Guest More than 1 year ago
A $200 tip to a valet parker from a beautiful young woman driving a red Ferrari? That's sure to catch your attention. Then the young woman buys an expensive piece of art glass, so dear that the shop owner 'wonders whether his calculator possessed enough digits to cipher the sale and its consequent tax.' Intriguing, what? But wait, don't become too interested in this gal because by page 21 she's quite dead with two holes in her head, a double tap, the mark of an accomplished assassin. The eighth tale in Martini's popular series starring attorney Paul Madriani finds our protagonist a bit more introspective, more determined and faced with the daunting task of defending career soldier Emiliano Ruiz who is accused of killing the woman, Madelyn Chapman, CEO of a major software firm, Isotenics, Inc. The evidence against Ruiz seems indisputable - he was on a security force protecting her, a video tape plainly shows that they had an affair, and he has the skills to deliver a double tap, two bullet wounds maybe an inch apart. With the help of his garrulous pal, Harry, Madriani begins the investigation only to discover that Isotenics and the government were partners in an antiterrorist program that involved computer software able to spy on virtually everyone. To further complicate matters, Ruiz has a seven year gap in his resume, and he's not talking about it. It's a bit of a stretch to believe that much of Madriani's passion in defending Ruiz is because this soldier reminds him of his beloved Uncle Evo, a shell shocked veteran. And, the conclusion when the real killer is revealed does seem a bit contrived for this reader. However, fans of courtroom procedure will have a field day as Martini recounts the trial. Templeton a dwarf attorney with more tricks up his short sleeve than Houdini is a masterful characterization.

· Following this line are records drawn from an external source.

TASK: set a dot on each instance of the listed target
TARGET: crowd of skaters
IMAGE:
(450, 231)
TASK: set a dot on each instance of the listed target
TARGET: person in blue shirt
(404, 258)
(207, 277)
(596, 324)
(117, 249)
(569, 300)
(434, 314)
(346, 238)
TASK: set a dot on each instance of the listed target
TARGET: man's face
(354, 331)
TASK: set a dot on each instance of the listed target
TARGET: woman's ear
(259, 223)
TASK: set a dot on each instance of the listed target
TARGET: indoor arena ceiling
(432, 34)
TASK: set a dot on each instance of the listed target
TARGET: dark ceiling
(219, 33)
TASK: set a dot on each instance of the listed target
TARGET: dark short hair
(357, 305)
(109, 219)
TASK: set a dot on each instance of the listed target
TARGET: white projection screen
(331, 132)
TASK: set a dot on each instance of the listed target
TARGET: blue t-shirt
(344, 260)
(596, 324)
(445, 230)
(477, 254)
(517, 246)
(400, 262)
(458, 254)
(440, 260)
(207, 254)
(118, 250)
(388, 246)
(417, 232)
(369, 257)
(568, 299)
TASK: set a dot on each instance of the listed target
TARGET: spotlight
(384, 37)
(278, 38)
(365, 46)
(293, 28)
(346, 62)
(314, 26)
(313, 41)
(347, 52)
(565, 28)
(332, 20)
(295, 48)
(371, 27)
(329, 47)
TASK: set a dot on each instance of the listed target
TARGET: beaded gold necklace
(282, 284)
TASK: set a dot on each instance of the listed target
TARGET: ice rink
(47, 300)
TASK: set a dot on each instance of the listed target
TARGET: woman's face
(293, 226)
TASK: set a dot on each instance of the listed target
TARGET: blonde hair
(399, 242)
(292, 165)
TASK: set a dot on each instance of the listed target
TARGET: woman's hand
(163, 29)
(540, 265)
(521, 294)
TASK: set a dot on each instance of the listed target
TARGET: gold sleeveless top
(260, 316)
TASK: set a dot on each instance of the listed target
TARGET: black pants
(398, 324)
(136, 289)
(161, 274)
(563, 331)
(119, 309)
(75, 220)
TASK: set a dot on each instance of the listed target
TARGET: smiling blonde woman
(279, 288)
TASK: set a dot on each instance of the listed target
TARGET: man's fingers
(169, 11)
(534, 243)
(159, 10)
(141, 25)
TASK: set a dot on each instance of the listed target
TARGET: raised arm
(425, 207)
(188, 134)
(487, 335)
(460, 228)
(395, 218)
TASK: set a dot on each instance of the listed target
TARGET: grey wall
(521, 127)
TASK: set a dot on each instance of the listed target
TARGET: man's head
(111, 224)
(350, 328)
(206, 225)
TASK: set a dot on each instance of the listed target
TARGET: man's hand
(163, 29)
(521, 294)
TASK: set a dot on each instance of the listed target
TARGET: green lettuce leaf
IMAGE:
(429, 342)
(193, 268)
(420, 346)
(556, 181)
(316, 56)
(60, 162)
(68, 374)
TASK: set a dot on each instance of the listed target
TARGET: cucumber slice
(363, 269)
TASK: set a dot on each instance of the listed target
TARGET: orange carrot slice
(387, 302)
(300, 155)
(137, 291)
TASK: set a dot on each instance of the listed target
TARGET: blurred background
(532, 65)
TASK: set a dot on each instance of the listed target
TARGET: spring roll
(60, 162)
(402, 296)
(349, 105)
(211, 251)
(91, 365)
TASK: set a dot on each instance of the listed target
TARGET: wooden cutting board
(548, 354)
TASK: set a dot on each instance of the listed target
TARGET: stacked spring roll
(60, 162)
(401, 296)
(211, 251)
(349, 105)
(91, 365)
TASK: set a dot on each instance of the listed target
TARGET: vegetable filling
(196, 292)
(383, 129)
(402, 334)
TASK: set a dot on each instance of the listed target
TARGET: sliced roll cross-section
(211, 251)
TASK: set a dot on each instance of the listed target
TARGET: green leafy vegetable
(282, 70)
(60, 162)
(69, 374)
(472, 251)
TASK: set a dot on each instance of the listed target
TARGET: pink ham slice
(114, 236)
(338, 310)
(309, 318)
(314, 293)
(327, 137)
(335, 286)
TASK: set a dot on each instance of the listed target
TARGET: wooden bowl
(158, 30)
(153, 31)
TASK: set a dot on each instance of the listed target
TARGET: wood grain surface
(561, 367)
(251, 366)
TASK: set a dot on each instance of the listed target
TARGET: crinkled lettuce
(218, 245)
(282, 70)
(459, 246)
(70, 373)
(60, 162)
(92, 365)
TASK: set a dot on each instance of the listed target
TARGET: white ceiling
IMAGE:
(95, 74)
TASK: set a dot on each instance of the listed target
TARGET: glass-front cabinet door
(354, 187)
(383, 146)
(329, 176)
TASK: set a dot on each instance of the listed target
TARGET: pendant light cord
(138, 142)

Hopefully, we'll meet him on the big screen some day along with General Satz 'who had a long list of get-even announcements waiting to be printed.' An attorney as well as a writer, Martini, offers many insights into the ways and means employed by legal eagles when they go toe to toe in a courtroom. Enjoy! - Gail Cooke
harstan More than 1 year ago
Successful wealthy CEO of Isotenics, Inc. Madelyn Chapman enjoys her bi-coastal lifestyle that includes abodes in Manhattan and Virginia. However, one day when she returns to the house she considers her home in La Jolla, California, someone assassinates her with a double tap, two precise bullets to her head. The police follow clues that lead to career veteran Emiliano Ruiz. He hires attorney Paul Madriani to represent him. Paul faces an uphill battle as not only evidence places the accused near the crime scene; Emiliano had the skill to perform the precision operation. Adding to his dilemma is that Emiliano provides no background information about himself especially a seven year data hole in the middle of his long military career. The prosecutors cooperate as much as his client refuses to impart information on the victim¿s link to the military. Still Paul continues to dig to insure he bestows the best defense he can for his silent client. --- DOUBLE TAP is a terrific thriller that has the hero frustrated at ever turn as his client refuses to cooperate and the prosecution is even less forthcoming. Paul keeps digging for information, but for every step forward he takes two steps backward. Still he wants to put up a strong defense even if he wonders if Emiliano committed the homicide. Steve Martini is at his supreme best with this tale that showcases a struggling legal defense unable to obtain any cooperation.--- Harriet Klausner
Guest More than 1 year ago
Paul Madriana is a man to be reckoned with, a man any Southern woman takes home to curl up with or travels down any avenue he cares to lead. I can't wait for the next trip he takes me through in the fantasy world this fantastic author creates.